A SWARM OF WILD BEES

By Albert W. Tolman

"How many bridges have I driven rivets on?" repeated the watchman, reflectively. "Let me see—just forty-seven—no, forty-eight! I forgot the Mogung cantilever. Never in Burma were you? Well, it's the only time I ever went abroad. It was something of a compliment for a young fellow of twenty-two to be sent on his company's first job abroad. I should have liked the trip first rate if Harry Lancy hadn't been going as foreman.

"Harry had risen from the ranks, and at twenty-five was considered one of the company's best men. I'd never worked under him; but I judged he'd be uppish and arbitrary, and knew I shouldn't like him. You notice such things when you've just come of age. As you get older, you begin to think less of your own feelings, and more of doing your work right.

"We landed at Rangoon about May 1st, went by rail to Mandalay, and from there travelled slowly up-country by construction-train to the Mogung Gorge. During the whole journey I didn't speak a hundred words to Lancy. Still, I don't think he suspected I had any grudge against him.
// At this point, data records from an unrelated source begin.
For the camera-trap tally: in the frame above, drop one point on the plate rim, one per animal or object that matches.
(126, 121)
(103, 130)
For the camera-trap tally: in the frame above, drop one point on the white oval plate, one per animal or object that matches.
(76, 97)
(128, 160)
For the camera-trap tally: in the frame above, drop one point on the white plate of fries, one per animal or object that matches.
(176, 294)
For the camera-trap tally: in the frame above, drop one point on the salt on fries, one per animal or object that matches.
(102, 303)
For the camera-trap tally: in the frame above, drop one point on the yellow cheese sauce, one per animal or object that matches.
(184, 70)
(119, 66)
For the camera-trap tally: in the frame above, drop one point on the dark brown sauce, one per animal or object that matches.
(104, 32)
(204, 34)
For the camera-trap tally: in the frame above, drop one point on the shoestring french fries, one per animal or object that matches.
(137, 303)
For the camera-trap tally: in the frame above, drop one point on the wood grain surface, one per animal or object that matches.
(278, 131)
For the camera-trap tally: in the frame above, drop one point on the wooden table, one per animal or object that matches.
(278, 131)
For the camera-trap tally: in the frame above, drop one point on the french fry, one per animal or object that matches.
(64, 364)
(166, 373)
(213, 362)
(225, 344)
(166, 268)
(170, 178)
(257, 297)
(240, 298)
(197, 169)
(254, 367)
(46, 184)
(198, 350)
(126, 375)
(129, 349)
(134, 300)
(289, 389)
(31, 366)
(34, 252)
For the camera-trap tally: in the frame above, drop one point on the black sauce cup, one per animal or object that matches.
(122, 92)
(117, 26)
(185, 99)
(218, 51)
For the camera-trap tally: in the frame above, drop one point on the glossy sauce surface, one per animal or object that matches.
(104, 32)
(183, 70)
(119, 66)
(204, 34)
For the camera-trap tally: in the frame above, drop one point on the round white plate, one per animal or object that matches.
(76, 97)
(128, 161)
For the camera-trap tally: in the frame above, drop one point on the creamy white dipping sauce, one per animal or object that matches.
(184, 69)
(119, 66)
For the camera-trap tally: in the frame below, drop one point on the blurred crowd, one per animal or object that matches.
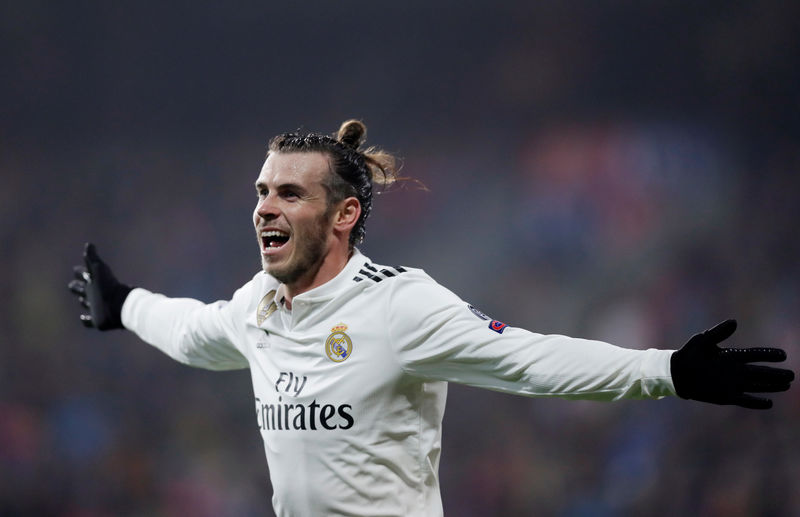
(559, 199)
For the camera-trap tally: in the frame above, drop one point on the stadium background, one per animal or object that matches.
(620, 170)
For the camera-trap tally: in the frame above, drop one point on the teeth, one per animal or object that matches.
(274, 233)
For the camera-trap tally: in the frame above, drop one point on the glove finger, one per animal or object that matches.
(86, 319)
(751, 402)
(768, 387)
(720, 332)
(754, 355)
(90, 256)
(81, 273)
(77, 287)
(756, 373)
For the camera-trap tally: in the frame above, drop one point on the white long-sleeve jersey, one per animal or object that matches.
(350, 384)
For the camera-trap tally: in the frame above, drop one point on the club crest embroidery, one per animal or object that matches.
(264, 308)
(338, 346)
(497, 326)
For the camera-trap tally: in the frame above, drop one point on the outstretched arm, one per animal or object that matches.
(701, 370)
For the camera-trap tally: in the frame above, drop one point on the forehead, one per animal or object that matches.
(304, 169)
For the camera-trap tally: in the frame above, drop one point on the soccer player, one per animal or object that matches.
(350, 359)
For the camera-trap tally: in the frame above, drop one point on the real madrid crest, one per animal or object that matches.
(338, 346)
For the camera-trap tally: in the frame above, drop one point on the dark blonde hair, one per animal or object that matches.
(355, 171)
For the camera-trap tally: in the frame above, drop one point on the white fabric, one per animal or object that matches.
(362, 435)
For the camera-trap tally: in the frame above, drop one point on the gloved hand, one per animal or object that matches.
(99, 291)
(703, 371)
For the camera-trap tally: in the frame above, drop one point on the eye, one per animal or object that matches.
(290, 194)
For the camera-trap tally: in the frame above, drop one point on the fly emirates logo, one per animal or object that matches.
(283, 416)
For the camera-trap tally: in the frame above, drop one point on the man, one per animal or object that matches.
(350, 359)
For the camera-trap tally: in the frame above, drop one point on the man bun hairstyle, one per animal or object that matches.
(354, 171)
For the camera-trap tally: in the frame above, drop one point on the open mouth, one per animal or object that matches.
(273, 239)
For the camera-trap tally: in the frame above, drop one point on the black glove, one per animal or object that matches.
(703, 371)
(99, 291)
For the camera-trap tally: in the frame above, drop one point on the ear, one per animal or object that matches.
(347, 214)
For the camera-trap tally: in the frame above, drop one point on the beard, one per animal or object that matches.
(307, 255)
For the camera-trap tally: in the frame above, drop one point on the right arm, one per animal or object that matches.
(189, 331)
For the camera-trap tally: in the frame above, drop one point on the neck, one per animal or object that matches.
(331, 265)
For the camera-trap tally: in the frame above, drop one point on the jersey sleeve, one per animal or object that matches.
(436, 335)
(188, 330)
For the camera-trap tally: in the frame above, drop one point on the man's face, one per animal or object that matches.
(292, 220)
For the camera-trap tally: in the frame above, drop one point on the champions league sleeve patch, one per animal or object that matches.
(497, 326)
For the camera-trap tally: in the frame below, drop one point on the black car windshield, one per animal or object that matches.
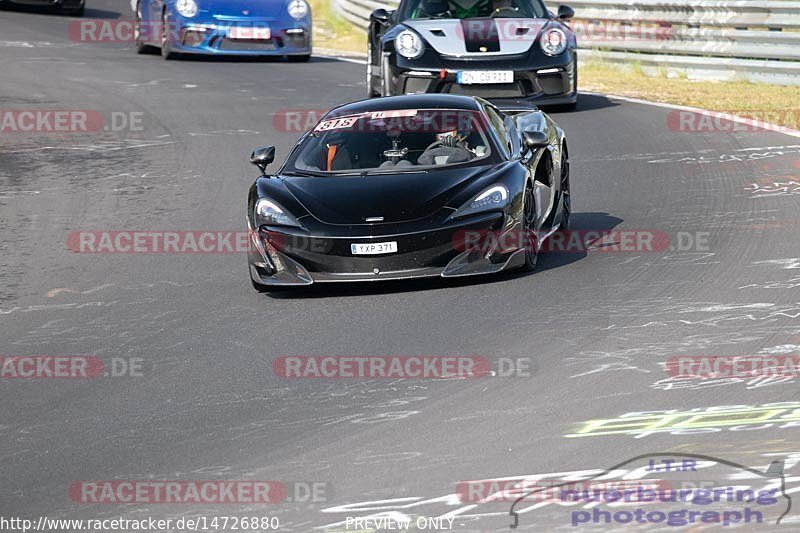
(465, 9)
(405, 140)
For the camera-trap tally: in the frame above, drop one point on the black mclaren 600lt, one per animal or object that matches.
(512, 52)
(408, 187)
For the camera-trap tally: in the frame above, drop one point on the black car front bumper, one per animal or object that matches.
(283, 257)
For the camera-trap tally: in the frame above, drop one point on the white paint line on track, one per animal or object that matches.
(343, 59)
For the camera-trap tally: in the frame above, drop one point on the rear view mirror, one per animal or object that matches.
(381, 16)
(565, 12)
(261, 157)
(535, 138)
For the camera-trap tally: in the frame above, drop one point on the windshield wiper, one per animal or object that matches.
(305, 173)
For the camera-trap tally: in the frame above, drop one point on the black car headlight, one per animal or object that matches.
(553, 41)
(408, 44)
(269, 213)
(492, 199)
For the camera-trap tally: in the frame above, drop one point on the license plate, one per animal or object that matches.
(374, 248)
(249, 33)
(468, 77)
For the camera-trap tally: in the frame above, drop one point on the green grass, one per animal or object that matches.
(780, 104)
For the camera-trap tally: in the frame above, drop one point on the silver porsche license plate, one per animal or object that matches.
(374, 248)
(470, 77)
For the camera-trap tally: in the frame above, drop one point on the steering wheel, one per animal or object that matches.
(512, 10)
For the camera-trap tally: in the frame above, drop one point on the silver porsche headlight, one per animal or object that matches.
(187, 8)
(408, 44)
(553, 41)
(269, 213)
(298, 9)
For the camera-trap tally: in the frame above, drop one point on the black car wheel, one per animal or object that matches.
(141, 47)
(76, 12)
(566, 200)
(166, 47)
(529, 222)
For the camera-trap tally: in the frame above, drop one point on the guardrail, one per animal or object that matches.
(750, 40)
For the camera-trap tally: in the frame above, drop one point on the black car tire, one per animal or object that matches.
(371, 92)
(529, 223)
(566, 197)
(141, 47)
(166, 49)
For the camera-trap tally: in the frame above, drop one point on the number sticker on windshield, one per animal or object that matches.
(336, 124)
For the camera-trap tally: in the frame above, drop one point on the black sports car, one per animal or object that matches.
(68, 7)
(512, 52)
(409, 186)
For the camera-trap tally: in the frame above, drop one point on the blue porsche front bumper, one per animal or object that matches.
(241, 37)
If he did, he never let on, but treated me just like the others.

"The gorge was an awful hole, two hundred and fifty feet wide and two hundred deep, with the river dashing white over the ledges at its bottom. It was to be spanned by a cantilever bridge with an intermediate truss.

"We found our work all cut out for us. Every beam and girder was on the ground, numbered and ready. There were plenty of coolies for the ordinary labor. So we got busy at once. A temporary wire suspension-bridge was thrown across above the site of the cantilever, and work begun from both sides at the same time.